Neuropediatrics 2011; 42 - P079
DOI: 10.1055/s-0031-1274051

Progressive dyskinetic spastic paresis in siblings: a new disorder of pyruvate oxidation

T Scheffner 1, J Mayr 2, B Rolinski 3, U Ahting 3, H Prokisch 4, W Sperl 2, P Freisinger 1
  • 1Klinikum Reutlingen, Kinderklinik, Reutlingen, Germany
  • 2Universität Salzburg, Kinderklinik, Salzburg, Austria
  • 3Städt.
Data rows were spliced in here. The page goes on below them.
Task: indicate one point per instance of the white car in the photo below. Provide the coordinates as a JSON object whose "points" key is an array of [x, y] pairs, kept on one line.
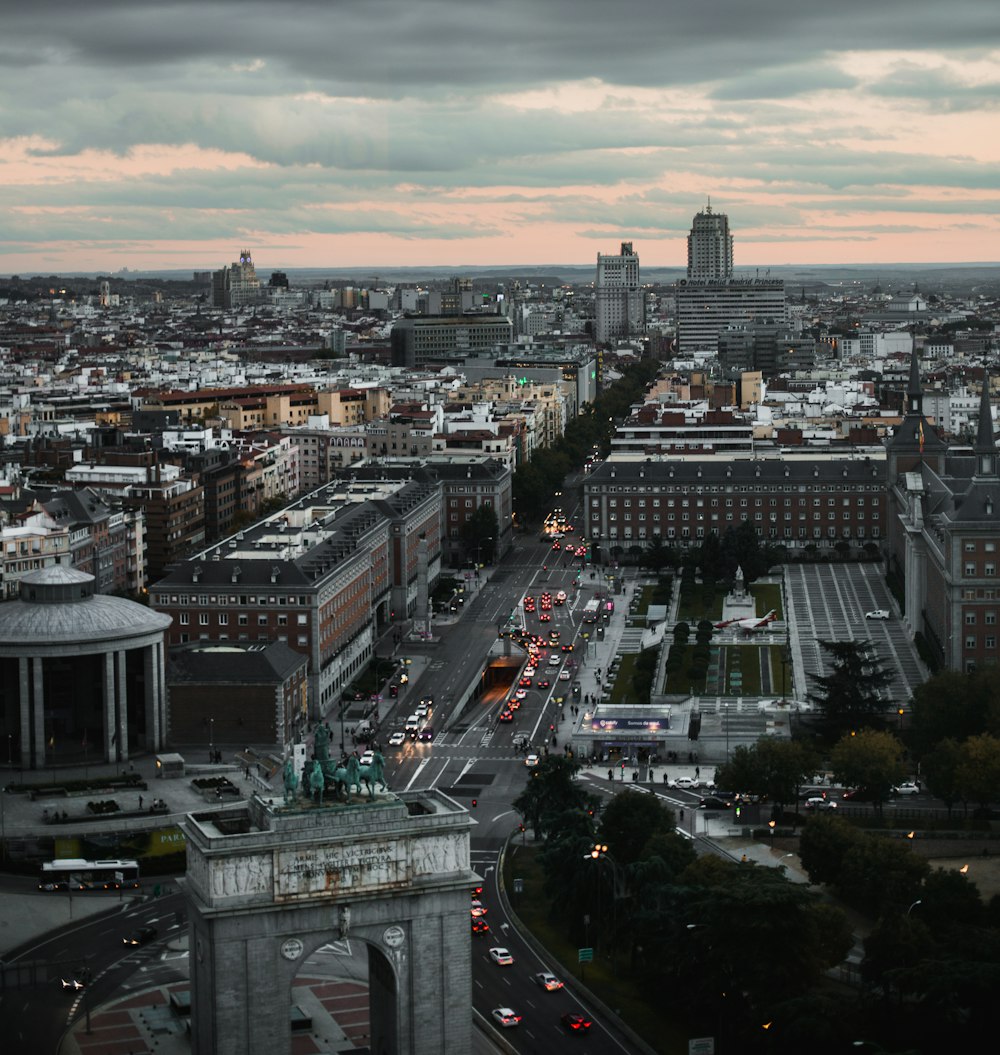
{"points": [[685, 784], [505, 1017]]}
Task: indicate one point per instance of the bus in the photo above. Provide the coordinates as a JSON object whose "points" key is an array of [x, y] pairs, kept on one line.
{"points": [[75, 874]]}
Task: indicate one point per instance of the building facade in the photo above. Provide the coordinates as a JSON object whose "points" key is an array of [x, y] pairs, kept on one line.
{"points": [[619, 307]]}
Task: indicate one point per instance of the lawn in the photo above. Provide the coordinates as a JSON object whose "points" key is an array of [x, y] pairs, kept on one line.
{"points": [[610, 980]]}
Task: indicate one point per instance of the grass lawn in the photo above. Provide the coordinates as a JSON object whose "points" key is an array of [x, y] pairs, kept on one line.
{"points": [[766, 596], [699, 600], [609, 980]]}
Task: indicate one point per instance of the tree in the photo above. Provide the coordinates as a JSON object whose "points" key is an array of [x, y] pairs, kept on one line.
{"points": [[770, 768], [869, 760], [978, 772], [954, 706], [630, 821], [550, 792], [849, 696]]}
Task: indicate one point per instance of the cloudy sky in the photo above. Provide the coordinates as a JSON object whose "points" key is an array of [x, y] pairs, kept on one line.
{"points": [[431, 132]]}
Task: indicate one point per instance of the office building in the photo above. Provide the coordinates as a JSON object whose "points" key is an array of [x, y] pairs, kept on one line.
{"points": [[619, 307], [710, 247]]}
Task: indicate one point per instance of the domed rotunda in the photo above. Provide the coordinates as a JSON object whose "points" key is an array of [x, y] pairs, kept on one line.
{"points": [[81, 673]]}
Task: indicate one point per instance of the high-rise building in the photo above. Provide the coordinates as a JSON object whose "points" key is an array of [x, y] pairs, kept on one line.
{"points": [[619, 304], [237, 284], [710, 247]]}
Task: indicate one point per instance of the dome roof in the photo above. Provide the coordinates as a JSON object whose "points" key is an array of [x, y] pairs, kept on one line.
{"points": [[58, 606]]}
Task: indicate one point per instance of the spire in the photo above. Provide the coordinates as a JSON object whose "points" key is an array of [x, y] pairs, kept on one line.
{"points": [[985, 445], [915, 394]]}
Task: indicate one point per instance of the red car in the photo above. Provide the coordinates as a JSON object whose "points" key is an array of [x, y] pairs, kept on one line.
{"points": [[575, 1022]]}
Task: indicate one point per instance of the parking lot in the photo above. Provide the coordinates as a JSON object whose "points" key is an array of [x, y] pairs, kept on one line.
{"points": [[827, 603]]}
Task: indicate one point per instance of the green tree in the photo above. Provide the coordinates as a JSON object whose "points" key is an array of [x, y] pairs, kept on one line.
{"points": [[941, 769], [550, 792], [954, 706], [628, 823], [978, 772], [849, 695], [771, 768], [869, 760]]}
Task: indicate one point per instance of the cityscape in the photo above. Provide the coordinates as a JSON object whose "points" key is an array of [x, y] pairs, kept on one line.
{"points": [[499, 519]]}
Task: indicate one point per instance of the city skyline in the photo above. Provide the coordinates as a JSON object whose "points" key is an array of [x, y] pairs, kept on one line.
{"points": [[381, 133]]}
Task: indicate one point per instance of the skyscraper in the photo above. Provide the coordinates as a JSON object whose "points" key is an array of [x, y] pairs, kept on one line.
{"points": [[619, 304], [710, 247]]}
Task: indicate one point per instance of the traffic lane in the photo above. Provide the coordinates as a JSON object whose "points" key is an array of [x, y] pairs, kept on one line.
{"points": [[515, 986], [39, 1016]]}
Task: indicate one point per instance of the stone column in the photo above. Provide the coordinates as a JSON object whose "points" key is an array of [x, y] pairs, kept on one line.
{"points": [[110, 724], [25, 741], [122, 707], [38, 694]]}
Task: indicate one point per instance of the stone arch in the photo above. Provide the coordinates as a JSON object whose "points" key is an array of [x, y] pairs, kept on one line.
{"points": [[269, 885]]}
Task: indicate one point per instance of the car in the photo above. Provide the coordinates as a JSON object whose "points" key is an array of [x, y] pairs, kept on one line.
{"points": [[575, 1022], [685, 783], [505, 1017], [139, 936]]}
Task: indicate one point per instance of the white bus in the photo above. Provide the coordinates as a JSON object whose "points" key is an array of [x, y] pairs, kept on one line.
{"points": [[75, 874]]}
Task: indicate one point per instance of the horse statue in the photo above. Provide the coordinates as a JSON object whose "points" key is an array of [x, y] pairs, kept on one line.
{"points": [[373, 774], [346, 777], [316, 782], [291, 783]]}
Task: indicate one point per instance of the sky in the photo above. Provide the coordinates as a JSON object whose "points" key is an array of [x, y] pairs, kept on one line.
{"points": [[341, 133]]}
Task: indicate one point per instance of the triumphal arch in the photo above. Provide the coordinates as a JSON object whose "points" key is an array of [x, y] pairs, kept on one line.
{"points": [[272, 880]]}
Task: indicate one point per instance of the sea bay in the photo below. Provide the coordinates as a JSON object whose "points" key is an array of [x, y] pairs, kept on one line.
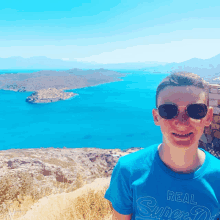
{"points": [[111, 115]]}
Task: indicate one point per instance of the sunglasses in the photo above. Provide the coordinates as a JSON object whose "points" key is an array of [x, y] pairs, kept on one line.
{"points": [[195, 111]]}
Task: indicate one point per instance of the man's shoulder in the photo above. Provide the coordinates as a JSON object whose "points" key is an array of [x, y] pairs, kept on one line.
{"points": [[142, 156]]}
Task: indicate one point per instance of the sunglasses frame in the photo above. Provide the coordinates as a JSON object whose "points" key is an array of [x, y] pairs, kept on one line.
{"points": [[201, 104]]}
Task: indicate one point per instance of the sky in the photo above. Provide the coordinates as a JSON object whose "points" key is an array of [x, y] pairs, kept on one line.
{"points": [[112, 31]]}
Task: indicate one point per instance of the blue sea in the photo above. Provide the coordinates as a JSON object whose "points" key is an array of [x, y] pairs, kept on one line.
{"points": [[107, 116]]}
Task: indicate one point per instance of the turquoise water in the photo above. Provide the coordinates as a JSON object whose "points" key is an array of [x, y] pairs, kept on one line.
{"points": [[112, 115]]}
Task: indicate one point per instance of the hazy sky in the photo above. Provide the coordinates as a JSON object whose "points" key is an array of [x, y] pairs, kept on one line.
{"points": [[110, 31]]}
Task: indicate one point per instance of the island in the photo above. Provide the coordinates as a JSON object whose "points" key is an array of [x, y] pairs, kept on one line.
{"points": [[49, 85]]}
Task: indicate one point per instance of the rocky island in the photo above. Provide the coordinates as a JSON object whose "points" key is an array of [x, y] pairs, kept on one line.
{"points": [[49, 85]]}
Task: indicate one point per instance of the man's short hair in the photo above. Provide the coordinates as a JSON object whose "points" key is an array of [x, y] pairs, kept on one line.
{"points": [[184, 79]]}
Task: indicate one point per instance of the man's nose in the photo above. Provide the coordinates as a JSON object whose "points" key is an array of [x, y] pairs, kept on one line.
{"points": [[182, 117]]}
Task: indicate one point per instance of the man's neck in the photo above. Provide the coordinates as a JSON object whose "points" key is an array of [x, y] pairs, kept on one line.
{"points": [[181, 160]]}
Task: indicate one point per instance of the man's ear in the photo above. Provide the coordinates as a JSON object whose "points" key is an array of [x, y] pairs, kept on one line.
{"points": [[209, 117]]}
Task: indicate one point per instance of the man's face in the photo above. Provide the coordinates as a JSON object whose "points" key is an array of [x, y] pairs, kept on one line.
{"points": [[182, 124]]}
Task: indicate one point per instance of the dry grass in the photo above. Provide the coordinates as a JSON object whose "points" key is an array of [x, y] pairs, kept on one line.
{"points": [[18, 193]]}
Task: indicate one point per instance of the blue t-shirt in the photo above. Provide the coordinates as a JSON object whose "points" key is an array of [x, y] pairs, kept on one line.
{"points": [[143, 185]]}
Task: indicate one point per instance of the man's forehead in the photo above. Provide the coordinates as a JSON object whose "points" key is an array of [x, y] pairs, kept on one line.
{"points": [[181, 95]]}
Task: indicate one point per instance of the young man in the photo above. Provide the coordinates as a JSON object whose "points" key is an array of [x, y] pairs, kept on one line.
{"points": [[175, 179]]}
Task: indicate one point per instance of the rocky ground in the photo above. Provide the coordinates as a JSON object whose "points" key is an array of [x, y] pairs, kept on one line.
{"points": [[49, 165]]}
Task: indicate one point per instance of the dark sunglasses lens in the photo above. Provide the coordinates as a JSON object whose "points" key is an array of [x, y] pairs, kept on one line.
{"points": [[197, 111], [168, 111]]}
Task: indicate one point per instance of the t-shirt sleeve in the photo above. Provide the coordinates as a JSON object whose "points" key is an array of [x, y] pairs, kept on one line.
{"points": [[119, 192]]}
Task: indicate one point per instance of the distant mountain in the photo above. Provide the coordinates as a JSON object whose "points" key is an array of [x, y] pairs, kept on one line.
{"points": [[209, 69], [42, 62]]}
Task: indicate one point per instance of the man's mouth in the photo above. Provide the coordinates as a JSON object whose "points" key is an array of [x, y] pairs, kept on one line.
{"points": [[182, 136]]}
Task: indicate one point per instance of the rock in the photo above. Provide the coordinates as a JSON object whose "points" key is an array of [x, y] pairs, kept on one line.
{"points": [[49, 95], [62, 165]]}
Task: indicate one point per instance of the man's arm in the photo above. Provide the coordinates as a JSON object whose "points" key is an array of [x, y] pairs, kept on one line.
{"points": [[118, 216]]}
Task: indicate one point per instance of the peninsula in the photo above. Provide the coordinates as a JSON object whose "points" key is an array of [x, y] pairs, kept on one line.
{"points": [[49, 85]]}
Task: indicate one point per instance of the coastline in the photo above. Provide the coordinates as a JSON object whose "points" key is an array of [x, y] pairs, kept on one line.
{"points": [[50, 86]]}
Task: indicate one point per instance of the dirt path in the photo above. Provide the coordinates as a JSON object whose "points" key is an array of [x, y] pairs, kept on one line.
{"points": [[49, 207]]}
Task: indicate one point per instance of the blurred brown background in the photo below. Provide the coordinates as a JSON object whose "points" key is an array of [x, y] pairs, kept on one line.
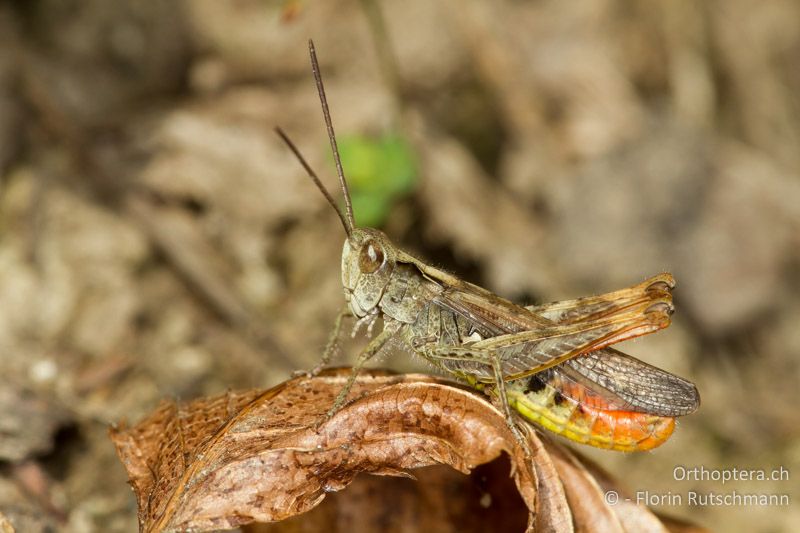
{"points": [[158, 241]]}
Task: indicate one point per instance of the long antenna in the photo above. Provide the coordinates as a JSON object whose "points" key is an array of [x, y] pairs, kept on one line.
{"points": [[331, 135], [313, 175]]}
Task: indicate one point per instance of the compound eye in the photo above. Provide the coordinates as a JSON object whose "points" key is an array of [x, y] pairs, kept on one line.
{"points": [[370, 258]]}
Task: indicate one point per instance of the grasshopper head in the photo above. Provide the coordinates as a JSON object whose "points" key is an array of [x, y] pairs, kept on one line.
{"points": [[368, 259]]}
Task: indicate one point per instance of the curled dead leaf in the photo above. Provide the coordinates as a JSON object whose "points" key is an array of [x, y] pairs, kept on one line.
{"points": [[255, 456]]}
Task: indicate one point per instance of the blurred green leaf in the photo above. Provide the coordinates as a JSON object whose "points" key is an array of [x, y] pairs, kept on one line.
{"points": [[380, 172]]}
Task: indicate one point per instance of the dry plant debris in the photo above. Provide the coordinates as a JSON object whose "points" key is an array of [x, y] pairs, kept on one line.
{"points": [[255, 456]]}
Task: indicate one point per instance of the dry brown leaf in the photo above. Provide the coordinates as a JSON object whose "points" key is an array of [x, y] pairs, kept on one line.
{"points": [[255, 457]]}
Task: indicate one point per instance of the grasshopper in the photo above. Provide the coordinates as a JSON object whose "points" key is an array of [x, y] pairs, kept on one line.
{"points": [[552, 364]]}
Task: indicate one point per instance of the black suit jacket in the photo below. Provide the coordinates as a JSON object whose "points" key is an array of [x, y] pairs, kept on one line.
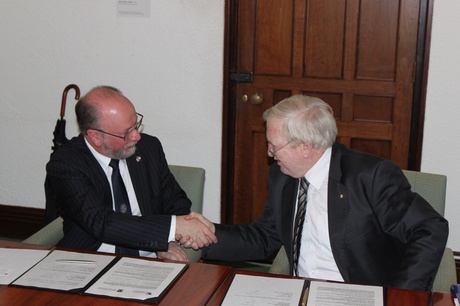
{"points": [[77, 184], [381, 233]]}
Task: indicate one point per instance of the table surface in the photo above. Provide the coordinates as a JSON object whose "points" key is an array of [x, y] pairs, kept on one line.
{"points": [[195, 286], [200, 284]]}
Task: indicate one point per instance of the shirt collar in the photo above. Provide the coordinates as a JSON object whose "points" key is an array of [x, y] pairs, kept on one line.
{"points": [[102, 159]]}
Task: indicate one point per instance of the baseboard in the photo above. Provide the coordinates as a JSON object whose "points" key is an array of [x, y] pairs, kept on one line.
{"points": [[18, 222]]}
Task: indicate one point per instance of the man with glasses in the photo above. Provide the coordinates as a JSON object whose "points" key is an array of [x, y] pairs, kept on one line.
{"points": [[361, 223], [110, 162]]}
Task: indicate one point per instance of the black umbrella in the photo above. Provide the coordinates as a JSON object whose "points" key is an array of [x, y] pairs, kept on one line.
{"points": [[59, 131]]}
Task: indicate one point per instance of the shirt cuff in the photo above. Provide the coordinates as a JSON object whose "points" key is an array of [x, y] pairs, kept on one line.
{"points": [[172, 229]]}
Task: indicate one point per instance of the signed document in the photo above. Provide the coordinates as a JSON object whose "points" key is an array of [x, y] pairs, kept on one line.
{"points": [[62, 270], [339, 294], [263, 291], [138, 279]]}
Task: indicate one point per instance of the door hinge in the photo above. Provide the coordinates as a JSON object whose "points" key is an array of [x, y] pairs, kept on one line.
{"points": [[241, 76]]}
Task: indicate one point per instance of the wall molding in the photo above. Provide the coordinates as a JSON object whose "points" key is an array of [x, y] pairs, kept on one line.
{"points": [[20, 222]]}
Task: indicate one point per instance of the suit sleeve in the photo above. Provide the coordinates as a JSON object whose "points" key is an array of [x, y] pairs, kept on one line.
{"points": [[411, 219], [83, 194]]}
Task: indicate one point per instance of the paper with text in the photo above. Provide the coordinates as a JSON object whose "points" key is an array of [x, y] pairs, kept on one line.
{"points": [[62, 270], [14, 262], [263, 291], [136, 279], [340, 294]]}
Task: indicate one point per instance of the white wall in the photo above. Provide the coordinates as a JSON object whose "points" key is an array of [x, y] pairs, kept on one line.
{"points": [[441, 140], [170, 66]]}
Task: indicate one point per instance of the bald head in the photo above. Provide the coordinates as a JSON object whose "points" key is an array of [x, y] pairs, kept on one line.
{"points": [[101, 104]]}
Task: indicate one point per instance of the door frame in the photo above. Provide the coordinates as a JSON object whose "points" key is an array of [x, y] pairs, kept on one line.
{"points": [[229, 97]]}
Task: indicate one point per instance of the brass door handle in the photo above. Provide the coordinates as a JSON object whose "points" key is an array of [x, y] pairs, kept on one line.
{"points": [[256, 99]]}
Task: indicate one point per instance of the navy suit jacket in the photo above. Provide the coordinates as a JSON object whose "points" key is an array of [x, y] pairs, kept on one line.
{"points": [[381, 233], [78, 186]]}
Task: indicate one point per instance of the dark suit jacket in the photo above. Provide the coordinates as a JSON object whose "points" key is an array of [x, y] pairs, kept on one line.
{"points": [[381, 233], [79, 187]]}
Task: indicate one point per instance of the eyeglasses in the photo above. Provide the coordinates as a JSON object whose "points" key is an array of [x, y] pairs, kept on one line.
{"points": [[273, 150], [136, 127]]}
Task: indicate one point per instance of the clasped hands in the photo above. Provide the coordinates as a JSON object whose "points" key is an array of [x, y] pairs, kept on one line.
{"points": [[195, 231]]}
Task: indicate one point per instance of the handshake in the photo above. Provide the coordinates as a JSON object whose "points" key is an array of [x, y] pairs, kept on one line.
{"points": [[195, 231]]}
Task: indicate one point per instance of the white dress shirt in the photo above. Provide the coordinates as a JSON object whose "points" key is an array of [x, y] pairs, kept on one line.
{"points": [[316, 259]]}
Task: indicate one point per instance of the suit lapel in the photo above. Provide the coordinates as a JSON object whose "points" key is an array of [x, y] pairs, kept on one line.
{"points": [[138, 172], [337, 210], [93, 166]]}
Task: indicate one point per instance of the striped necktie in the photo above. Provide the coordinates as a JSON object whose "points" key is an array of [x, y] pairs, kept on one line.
{"points": [[121, 199], [299, 219]]}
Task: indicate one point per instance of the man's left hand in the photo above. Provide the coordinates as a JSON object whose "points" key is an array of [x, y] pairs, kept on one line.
{"points": [[175, 252]]}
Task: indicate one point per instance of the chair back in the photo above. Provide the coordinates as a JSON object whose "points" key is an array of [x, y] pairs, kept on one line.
{"points": [[191, 179], [432, 187]]}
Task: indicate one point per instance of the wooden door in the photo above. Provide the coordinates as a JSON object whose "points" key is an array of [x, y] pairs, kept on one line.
{"points": [[357, 55]]}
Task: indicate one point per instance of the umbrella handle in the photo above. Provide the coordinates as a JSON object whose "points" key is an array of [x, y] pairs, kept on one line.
{"points": [[64, 96]]}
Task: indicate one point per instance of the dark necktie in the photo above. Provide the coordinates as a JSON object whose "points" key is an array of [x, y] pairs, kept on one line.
{"points": [[121, 202], [298, 225]]}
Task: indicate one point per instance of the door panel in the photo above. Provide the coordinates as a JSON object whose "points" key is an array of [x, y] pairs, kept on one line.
{"points": [[358, 56]]}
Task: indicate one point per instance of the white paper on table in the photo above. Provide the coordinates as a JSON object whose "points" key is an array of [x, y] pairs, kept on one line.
{"points": [[63, 270], [341, 294], [263, 291], [140, 279], [14, 262]]}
Klinikum GmbH München, Medizet, München, Germany
  • 4Helmholtz-Institut, Institut für Humangenetik, München, Germany

Case 1: 12 year old girl, 2nd of 4 children of consanguineous Iraqi parents with bilateral, dyskinetic, spastic paresis. Until 4 years of age normal development, than increasing tremor and dystonia, rigor and spasticity of the lower, later of the upper extremities. Progressively scoliosis, loss of gait, loss of speech, hypertrophic cardiomyopathy and symptomatic epilepsy developed. Therapy with intrathecal Baclofen slightly stabilized the situation.

Case 2: her 6 year old brother started with similar symptoms at the age of 4 ½ years: progressive spasticity and dystonia of the upper extremity, rigor, scoliosis and subluxation of the left hip. His cognitive functions were normal.

Both patients had repeated episodes with elevated lactate in serum (until17mmol/l) and urine. cMRI of the girl was described as normal at age 6. At age 11 cMRI showed symmetrical, bilateral striatal lesions. The activity of respiratory chain complexes (RCC) I-IV in frozen muscle was reported to be normal.

Typical signs of a mitochondrial disorder (episodic lactic acidosis, typical MRI pattern) prompted us to repeat the muscle biopsy at age 11 and to analyze mitochondrial function in a fresh muscle biopsy. RCC I-V activity was normal, however pyruvate oxidation was significantly decreased, but pyruvate dehydrogenase complex was completely normal. This result was confirmed in fibroblasts. Thus we could identify in these patients disorder of pyruvate oxidation. We started ketogenic diet in both patients with poor success, however treatment with high-dose thiamine (200mg/d) for now six months stabilized the symptoms and even improved the dystonia in the boy. This might point to a hitherto not described thiamine dependent disorder of pyruvate oxidation.